La présidente de la région Ile-de-France, Valérie Pécresse, dévoile en exclusivité au « Quotidien » son plan de « lutte contre les déserts médicaux », adopté ce jeudi lors de la séance plénière du conseil régional. Objectif : aider les médecins à s'installer et à sécuriser leur cabinet, soutenir les structures d'exercice collectif et développer la télémédecine.
LE QUOTIDIEN : La région se saisit de la lutte contre les déserts médicaux. Y a-t-il une défaillance de l'État ?
VALÉRIE PÉCRESSE : Non, mais je pense que l’État va surtout travailler sur les déserts médicaux dans les départements très ruraux. L’Ile-de-France aurait été oubliée alors qu'en nombre de personnes concernées par l’absence d’offre d’accès aux soins, c'est le premier désert médical en France ! Dans la région, une commune sur deux n'a aucun généraliste installé soit 430 000 franciliens impactés... La répartition de l'offre est très disparate. Il fallait donc que la région prenne le leadership dans le champ de la santé. Nous nous sommes concertés pendant plusieurs mois avec les professionnels, les Ordres, les URPS, l'agence régionale de santé, avec l’objectif de maintenir ou de ramener des professionnels de santé sur notre territoire.
Quelles sont les problématiques spécifiques à l'Ile-de-France ?
À Paris, les généralistes et les spécialistes de secteur I sont rares à cause du coût de la vie et du prix des loyers. On ne peut pas parler de défaut d’accès à la santé mais de défaut d’accès aux tarifs opposables.
Le plan que nous venons d'adopter s'attache surtout à résoudre les difficultés particulières des villes de banlieue. Plus on va vers les quartiers populaires et ruraux, plus les zones sont carencées. La moyenne d'âge des omnipraticiens franciliens s'élève à 57 ans. Les praticiens partent à la retraite et ne sont pas toujours remplacés. Il y a aussi davantage de femmes qui aspirent à des horaires différents, en exercice groupé ou salarié.
Autre spécificité : l’insécurité forte qui touche des territoires comme la Seine-Saint-Denis ou le Val d’Oise. Les praticiens hésitent à s'y installer ! Enfin s'ajoute un phénomène de "congestion". Avec les embouteillages qui se multiplient, des zones sont extrêmement mal desservies en grande couronne.
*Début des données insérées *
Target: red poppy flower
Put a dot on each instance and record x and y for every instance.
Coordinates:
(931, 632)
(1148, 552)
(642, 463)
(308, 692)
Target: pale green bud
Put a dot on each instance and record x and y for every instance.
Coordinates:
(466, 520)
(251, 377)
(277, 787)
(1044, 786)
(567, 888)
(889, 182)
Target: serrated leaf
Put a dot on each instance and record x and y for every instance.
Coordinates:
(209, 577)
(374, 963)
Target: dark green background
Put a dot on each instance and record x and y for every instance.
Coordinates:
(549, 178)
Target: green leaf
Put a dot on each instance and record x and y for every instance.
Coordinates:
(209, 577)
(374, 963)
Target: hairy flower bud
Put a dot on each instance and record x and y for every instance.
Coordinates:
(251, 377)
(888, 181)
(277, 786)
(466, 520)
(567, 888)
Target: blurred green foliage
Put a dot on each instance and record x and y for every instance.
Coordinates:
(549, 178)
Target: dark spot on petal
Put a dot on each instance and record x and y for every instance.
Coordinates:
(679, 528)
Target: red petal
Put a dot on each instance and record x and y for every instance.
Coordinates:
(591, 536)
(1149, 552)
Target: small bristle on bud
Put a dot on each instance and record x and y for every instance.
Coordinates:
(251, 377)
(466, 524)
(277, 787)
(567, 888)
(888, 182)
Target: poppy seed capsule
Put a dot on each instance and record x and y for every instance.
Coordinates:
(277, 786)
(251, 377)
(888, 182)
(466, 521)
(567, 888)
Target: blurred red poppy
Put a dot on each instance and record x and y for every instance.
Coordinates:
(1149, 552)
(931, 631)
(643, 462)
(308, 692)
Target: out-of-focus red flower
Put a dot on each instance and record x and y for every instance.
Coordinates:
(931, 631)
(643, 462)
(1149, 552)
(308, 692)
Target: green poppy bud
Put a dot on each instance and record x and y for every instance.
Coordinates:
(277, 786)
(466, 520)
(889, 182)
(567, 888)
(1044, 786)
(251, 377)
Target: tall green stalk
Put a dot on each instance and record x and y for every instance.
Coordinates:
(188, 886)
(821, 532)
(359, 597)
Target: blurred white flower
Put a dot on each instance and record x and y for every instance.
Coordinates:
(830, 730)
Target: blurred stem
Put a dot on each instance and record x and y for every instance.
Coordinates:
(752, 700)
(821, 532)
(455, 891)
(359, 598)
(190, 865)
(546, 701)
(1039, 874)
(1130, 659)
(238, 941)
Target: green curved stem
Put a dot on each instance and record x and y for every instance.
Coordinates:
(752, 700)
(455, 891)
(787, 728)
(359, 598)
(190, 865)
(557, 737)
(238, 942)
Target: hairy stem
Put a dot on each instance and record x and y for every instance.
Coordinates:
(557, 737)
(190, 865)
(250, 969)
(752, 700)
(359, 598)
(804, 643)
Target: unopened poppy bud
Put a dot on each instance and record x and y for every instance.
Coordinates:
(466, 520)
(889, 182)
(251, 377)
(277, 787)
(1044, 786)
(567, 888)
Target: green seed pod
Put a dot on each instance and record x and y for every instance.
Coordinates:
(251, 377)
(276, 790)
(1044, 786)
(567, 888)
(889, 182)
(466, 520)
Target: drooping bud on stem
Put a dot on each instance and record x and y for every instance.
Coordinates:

C'est pourquoi nous avons créé des incitations fortes.
Quelles sont ces subventions et leur répartition ?
Premièrement, pour verser les aides financières, nous allons nous affranchir du « zonage » territorial des ARS, trop statique et peu pertinent, excluant de nombreuses zones en tension. Nous allons donc créer un choc de simplification dans la lutte contre les déserts médicaux car il y avait beaucoup trop de contraintes administratives.
L'attribution de subventions concernera tous les médecins, généralistes et spécialistes de premier recours, mais aussi les infirmiers, kinés, sages-femmes, l'ensemble des structures d'exercice collectif quel que soit leur mode, libéral ou salarié, mais aussi les libéraux exerçant seuls. Nous n'interviendrons pas dans les choix d'exercice des médecins mais nous subventionnerons aussi les spécialistes de secteur II sous réserve d'être engagés dans le mécanisme de modération tarifaire (OPTAM, NDLR).
Concrètement, l’aide régionale à l’équipement et aux travaux des cabinets de groupe ira jusqu'à un plafond de 15 000 euros, tout comme l'aide à la sécurisation des locaux pour les médecins isolés. Pour les structures d’exercice collectif, l'aide à l'acquisition foncière et aux travaux sera de 30 % de la dépense engagée dans la limite de 300 000 euros, et de 50 % de la dépense jusqu'à 150 000 euros pour l'équipement.
Ce soutien en investissement sera étendu aux kinés, infirmières et aux sages-femmes, car il y a une énorme pénurie.
Vous misez aussi sur la télémédecine ?
Je demande au gouvernement le remboursement par la Sécurité sociale des consultations de télémédecine. Il est indispensable de développer cette pratique pour le suivi des pathologies chroniques, par exemple pour les habitants de banlieue éloignée. Je considère aussi qu'il y a un sujet sur le coût des transports médicaux en Ile-de-France, qui pourrait être évité avec le développement de la télémédecine.
Nous verrons avec les intercommunalités et les collectivités quelles sont les structures d’accueil pertinentes pour déployer la télémédecine dans les zones rurales. La région va travailler avec des start-up qui ont créé des laboratoires mobiles pour faire des prélèvements et des dialyses. Nous financerons certains projets de collectivités qui souhaitent faire l'acquisition de dispositifs connectés en santé. L’important est d’avoir un accès plus rapide aux spécialistes, de désengorger les urgences et de faire gagner du temps aux patients.